Anne Cleary et Denis Connolly ne sont pas des illusionnistes.
Ils sont artistes et ont été architectes. Leur mode d’intervention est particulièrement participatif : ils aiment être là quand leur travail est montré, et ils sont souvent sollicités dans des démarches de recherche scientifique ou artistiques, comme avec David Byrne ou Simon Rattle. Leur champ « topographique » d’action est également plus large que les lieux d’exposition : musées, musique, espaces publics, paysages, laboratoires…
Leur champ artistique est lui très spécifique : ils travaillent sur le chaînon manquant de l’art optique, et de l’art en général, et ne prennent pas le regard comme une donnée stable. Ils s‘inspirent de travaux scientifiques comme ceux de George Stratton en adaptation perceptuelle, qui ont eu plus d’influence en psychologie qu’en art. Ils offrent cette occasion de voir autrement et laissent à celui qui en fait l’expérience la liberté de décider ce que cela change pour lui. Si, au fond de la caverne, l’homme avait pu voir les ombres avec les yeux du cheval, qu’en aurait pensé Platon ? Si Condillac avait pu prêter à sa statue d’autres attributs perceptifs, sa représentation du monde en aurait-elle été enrichie ?
Laurent Renault est professeur d’aménagement paysager à l’Ecole Du Breuil, dans le Bois de Vincennes. Il a coutume de dire à ses étudiants de regarder autrement les jardins. Aussi lui ai-je présenté Anne et Dennis et nous avons tout de suite vu l’intérêt réciproque d’une collaboration.
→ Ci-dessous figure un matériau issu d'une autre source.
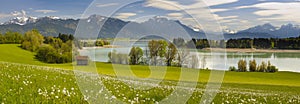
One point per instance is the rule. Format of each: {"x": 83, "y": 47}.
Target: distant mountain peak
{"x": 21, "y": 20}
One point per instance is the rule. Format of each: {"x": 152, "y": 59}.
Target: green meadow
{"x": 26, "y": 80}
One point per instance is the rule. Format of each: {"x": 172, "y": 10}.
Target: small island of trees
{"x": 254, "y": 67}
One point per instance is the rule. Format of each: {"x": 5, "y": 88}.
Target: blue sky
{"x": 231, "y": 14}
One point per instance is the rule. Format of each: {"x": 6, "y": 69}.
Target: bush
{"x": 271, "y": 68}
{"x": 232, "y": 68}
{"x": 242, "y": 66}
{"x": 262, "y": 67}
{"x": 252, "y": 65}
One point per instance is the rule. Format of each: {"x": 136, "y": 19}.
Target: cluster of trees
{"x": 159, "y": 52}
{"x": 98, "y": 43}
{"x": 258, "y": 43}
{"x": 118, "y": 58}
{"x": 200, "y": 43}
{"x": 11, "y": 38}
{"x": 49, "y": 49}
{"x": 263, "y": 43}
{"x": 254, "y": 67}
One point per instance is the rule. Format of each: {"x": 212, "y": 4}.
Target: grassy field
{"x": 43, "y": 83}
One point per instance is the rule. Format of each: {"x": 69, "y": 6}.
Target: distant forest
{"x": 292, "y": 43}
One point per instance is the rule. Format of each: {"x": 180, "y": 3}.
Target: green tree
{"x": 136, "y": 53}
{"x": 263, "y": 67}
{"x": 195, "y": 61}
{"x": 232, "y": 68}
{"x": 271, "y": 68}
{"x": 157, "y": 49}
{"x": 170, "y": 54}
{"x": 242, "y": 66}
{"x": 182, "y": 56}
{"x": 252, "y": 65}
{"x": 32, "y": 40}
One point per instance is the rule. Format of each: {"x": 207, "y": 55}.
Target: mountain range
{"x": 113, "y": 27}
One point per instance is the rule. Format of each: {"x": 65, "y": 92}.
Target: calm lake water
{"x": 216, "y": 60}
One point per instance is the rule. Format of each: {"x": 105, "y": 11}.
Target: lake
{"x": 215, "y": 60}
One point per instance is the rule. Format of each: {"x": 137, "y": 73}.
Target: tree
{"x": 170, "y": 54}
{"x": 271, "y": 68}
{"x": 232, "y": 68}
{"x": 262, "y": 67}
{"x": 182, "y": 56}
{"x": 157, "y": 49}
{"x": 136, "y": 53}
{"x": 203, "y": 62}
{"x": 32, "y": 40}
{"x": 194, "y": 62}
{"x": 47, "y": 54}
{"x": 252, "y": 65}
{"x": 242, "y": 66}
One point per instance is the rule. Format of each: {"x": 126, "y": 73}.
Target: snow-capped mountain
{"x": 51, "y": 25}
{"x": 21, "y": 20}
{"x": 268, "y": 31}
{"x": 26, "y": 20}
{"x": 265, "y": 28}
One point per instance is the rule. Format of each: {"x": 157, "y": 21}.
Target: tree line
{"x": 11, "y": 38}
{"x": 254, "y": 67}
{"x": 48, "y": 49}
{"x": 158, "y": 52}
{"x": 97, "y": 43}
{"x": 258, "y": 43}
{"x": 263, "y": 43}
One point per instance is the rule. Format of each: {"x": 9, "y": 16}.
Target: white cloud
{"x": 283, "y": 11}
{"x": 3, "y": 15}
{"x": 166, "y": 5}
{"x": 218, "y": 2}
{"x": 125, "y": 15}
{"x": 45, "y": 11}
{"x": 106, "y": 5}
{"x": 18, "y": 13}
{"x": 175, "y": 14}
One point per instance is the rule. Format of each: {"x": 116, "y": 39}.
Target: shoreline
{"x": 249, "y": 50}
{"x": 99, "y": 47}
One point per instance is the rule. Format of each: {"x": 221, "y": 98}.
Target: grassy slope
{"x": 12, "y": 53}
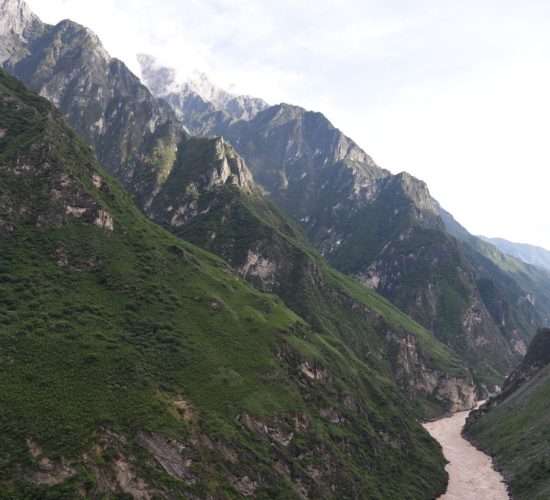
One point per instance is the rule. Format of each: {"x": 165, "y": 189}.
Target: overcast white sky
{"x": 456, "y": 93}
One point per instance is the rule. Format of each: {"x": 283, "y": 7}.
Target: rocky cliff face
{"x": 197, "y": 101}
{"x": 201, "y": 190}
{"x": 134, "y": 135}
{"x": 136, "y": 365}
{"x": 388, "y": 231}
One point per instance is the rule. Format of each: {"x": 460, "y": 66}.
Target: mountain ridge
{"x": 136, "y": 364}
{"x": 530, "y": 254}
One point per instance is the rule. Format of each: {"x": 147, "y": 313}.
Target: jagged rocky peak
{"x": 230, "y": 168}
{"x": 16, "y": 18}
{"x": 160, "y": 79}
{"x": 163, "y": 82}
{"x": 18, "y": 26}
{"x": 417, "y": 191}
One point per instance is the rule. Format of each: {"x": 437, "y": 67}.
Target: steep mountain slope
{"x": 134, "y": 364}
{"x": 210, "y": 199}
{"x": 134, "y": 135}
{"x": 529, "y": 254}
{"x": 197, "y": 101}
{"x": 191, "y": 184}
{"x": 387, "y": 231}
{"x": 514, "y": 427}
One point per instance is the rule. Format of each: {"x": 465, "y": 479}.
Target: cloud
{"x": 453, "y": 92}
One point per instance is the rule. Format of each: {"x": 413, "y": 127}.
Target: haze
{"x": 454, "y": 93}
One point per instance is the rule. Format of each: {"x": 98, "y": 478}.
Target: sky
{"x": 456, "y": 93}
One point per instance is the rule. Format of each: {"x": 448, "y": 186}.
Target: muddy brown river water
{"x": 471, "y": 472}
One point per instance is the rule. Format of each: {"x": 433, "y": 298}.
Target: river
{"x": 471, "y": 472}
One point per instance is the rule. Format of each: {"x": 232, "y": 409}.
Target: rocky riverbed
{"x": 471, "y": 472}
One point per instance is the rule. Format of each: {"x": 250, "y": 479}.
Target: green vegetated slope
{"x": 210, "y": 199}
{"x": 136, "y": 364}
{"x": 515, "y": 427}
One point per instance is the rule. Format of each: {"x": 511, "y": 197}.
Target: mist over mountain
{"x": 529, "y": 254}
{"x": 207, "y": 296}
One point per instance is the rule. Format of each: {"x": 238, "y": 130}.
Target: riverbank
{"x": 471, "y": 472}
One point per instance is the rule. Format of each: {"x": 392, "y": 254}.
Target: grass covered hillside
{"x": 515, "y": 427}
{"x": 209, "y": 198}
{"x": 136, "y": 365}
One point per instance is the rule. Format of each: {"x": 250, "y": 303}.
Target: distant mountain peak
{"x": 16, "y": 18}
{"x": 163, "y": 82}
{"x": 530, "y": 254}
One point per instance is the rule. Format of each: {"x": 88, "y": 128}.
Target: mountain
{"x": 366, "y": 222}
{"x": 513, "y": 427}
{"x": 388, "y": 232}
{"x": 529, "y": 254}
{"x": 197, "y": 99}
{"x": 136, "y": 365}
{"x": 201, "y": 190}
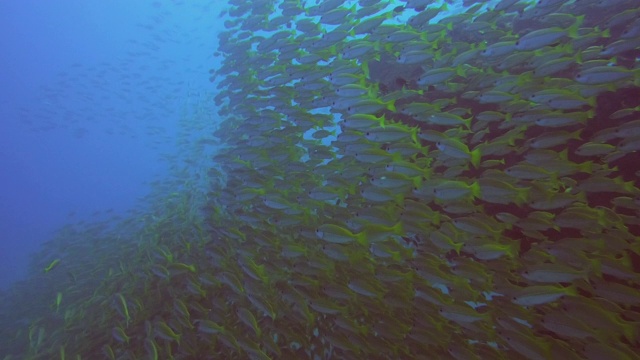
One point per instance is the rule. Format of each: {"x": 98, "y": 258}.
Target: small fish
{"x": 53, "y": 264}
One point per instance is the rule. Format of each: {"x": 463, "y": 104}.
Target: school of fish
{"x": 394, "y": 181}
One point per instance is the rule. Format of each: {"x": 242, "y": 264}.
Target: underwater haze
{"x": 321, "y": 179}
{"x": 91, "y": 95}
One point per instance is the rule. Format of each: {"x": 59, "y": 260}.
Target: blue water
{"x": 91, "y": 96}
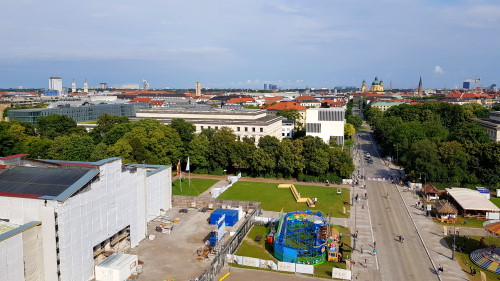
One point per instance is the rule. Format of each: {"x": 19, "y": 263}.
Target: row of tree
{"x": 149, "y": 141}
{"x": 436, "y": 142}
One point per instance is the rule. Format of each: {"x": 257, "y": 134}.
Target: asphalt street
{"x": 406, "y": 260}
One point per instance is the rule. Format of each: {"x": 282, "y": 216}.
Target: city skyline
{"x": 250, "y": 43}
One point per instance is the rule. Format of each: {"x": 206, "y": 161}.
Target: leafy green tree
{"x": 122, "y": 149}
{"x": 198, "y": 151}
{"x": 355, "y": 120}
{"x": 185, "y": 129}
{"x": 106, "y": 123}
{"x": 240, "y": 156}
{"x": 340, "y": 162}
{"x": 291, "y": 160}
{"x": 100, "y": 152}
{"x": 315, "y": 155}
{"x": 73, "y": 148}
{"x": 423, "y": 158}
{"x": 37, "y": 147}
{"x": 291, "y": 114}
{"x": 55, "y": 125}
{"x": 116, "y": 133}
{"x": 468, "y": 132}
{"x": 261, "y": 162}
{"x": 454, "y": 159}
{"x": 349, "y": 130}
{"x": 222, "y": 147}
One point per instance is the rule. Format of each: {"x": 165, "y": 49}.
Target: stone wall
{"x": 200, "y": 202}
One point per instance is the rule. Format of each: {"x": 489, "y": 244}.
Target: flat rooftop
{"x": 7, "y": 226}
{"x": 43, "y": 183}
{"x": 470, "y": 199}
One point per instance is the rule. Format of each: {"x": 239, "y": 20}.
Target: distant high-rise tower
{"x": 420, "y": 92}
{"x": 198, "y": 89}
{"x": 55, "y": 84}
{"x": 85, "y": 86}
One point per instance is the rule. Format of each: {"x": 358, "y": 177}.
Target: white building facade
{"x": 326, "y": 123}
{"x": 55, "y": 84}
{"x": 107, "y": 206}
{"x": 246, "y": 123}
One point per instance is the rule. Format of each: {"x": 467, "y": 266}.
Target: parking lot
{"x": 174, "y": 255}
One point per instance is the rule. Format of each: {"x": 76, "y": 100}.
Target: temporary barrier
{"x": 231, "y": 216}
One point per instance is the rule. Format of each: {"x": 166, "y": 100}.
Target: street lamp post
{"x": 425, "y": 177}
{"x": 454, "y": 244}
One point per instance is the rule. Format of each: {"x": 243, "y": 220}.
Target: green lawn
{"x": 264, "y": 250}
{"x": 495, "y": 201}
{"x": 197, "y": 187}
{"x": 460, "y": 222}
{"x": 275, "y": 199}
{"x": 471, "y": 245}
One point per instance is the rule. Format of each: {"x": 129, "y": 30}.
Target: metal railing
{"x": 220, "y": 258}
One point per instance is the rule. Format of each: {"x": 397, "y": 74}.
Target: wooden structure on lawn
{"x": 431, "y": 193}
{"x": 445, "y": 211}
{"x": 297, "y": 196}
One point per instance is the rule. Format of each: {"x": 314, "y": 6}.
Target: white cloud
{"x": 438, "y": 69}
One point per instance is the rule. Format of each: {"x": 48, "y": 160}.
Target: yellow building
{"x": 377, "y": 86}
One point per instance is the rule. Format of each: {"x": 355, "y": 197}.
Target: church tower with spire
{"x": 420, "y": 92}
{"x": 363, "y": 86}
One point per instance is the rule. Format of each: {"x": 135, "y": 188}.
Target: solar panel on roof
{"x": 38, "y": 181}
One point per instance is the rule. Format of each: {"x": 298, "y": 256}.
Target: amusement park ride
{"x": 307, "y": 238}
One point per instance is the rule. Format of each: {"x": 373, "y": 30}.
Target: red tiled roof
{"x": 157, "y": 102}
{"x": 240, "y": 100}
{"x": 141, "y": 92}
{"x": 272, "y": 99}
{"x": 287, "y": 105}
{"x": 460, "y": 95}
{"x": 13, "y": 156}
{"x": 140, "y": 100}
{"x": 306, "y": 98}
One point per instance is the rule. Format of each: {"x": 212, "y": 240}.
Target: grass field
{"x": 264, "y": 250}
{"x": 495, "y": 201}
{"x": 273, "y": 198}
{"x": 460, "y": 222}
{"x": 198, "y": 186}
{"x": 471, "y": 245}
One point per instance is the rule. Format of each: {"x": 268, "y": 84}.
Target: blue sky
{"x": 247, "y": 43}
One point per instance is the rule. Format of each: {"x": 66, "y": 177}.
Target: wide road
{"x": 398, "y": 261}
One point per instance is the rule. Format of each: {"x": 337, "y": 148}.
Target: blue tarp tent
{"x": 231, "y": 216}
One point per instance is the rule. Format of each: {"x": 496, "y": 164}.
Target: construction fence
{"x": 220, "y": 259}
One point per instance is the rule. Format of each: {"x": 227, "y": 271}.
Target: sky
{"x": 246, "y": 43}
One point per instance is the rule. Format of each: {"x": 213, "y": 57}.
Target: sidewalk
{"x": 360, "y": 221}
{"x": 432, "y": 234}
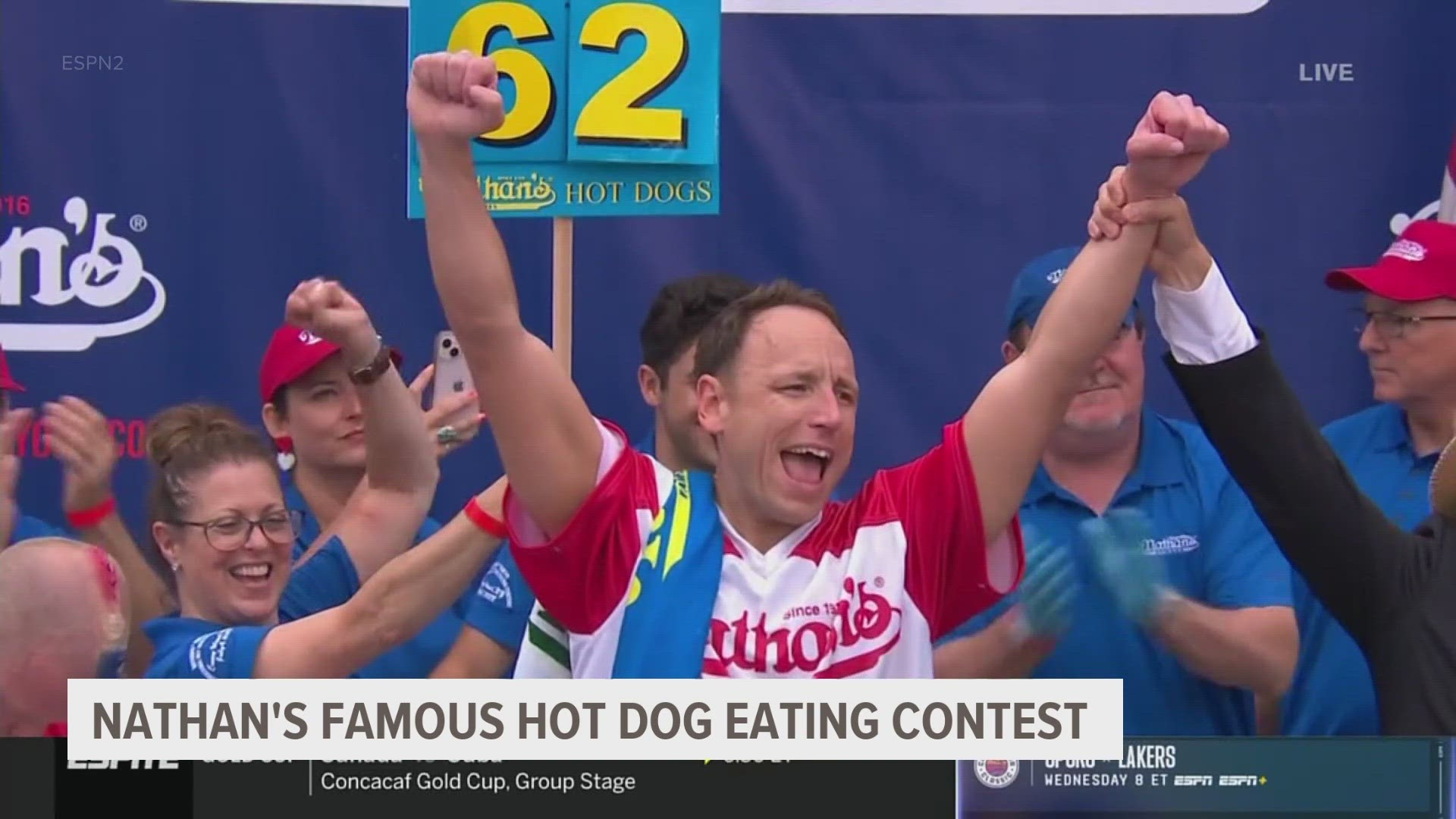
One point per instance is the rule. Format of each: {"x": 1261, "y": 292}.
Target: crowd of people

Les dispositifs seraient expérimentés dans un jardin remarquable où les sollicitations visuelles sont innombrables, et les étudiants, ainsi que les visiteurs, pourraient enfin regarder le jardin vraiment autrement.
En outre, l’Ecole Du Breuil héberge La Licorne de la liberté de Yona Friedman et Jean-Baptiste Decavèle. Elle habite le paysage et nous invite à le regarder comme le lieu de rencontre entre la nature – le vivant non-humain – l’humain qui y travaille et la contemple. Rappelons-nous ici que l’existence de la licorne est presque scientifiquement attestée dans Alice au pays des merveilles, lorsque celle que rencontre Alice, voyant qu’elle est regardée, décide d’accepter elle aussi l’existence de la petite fille.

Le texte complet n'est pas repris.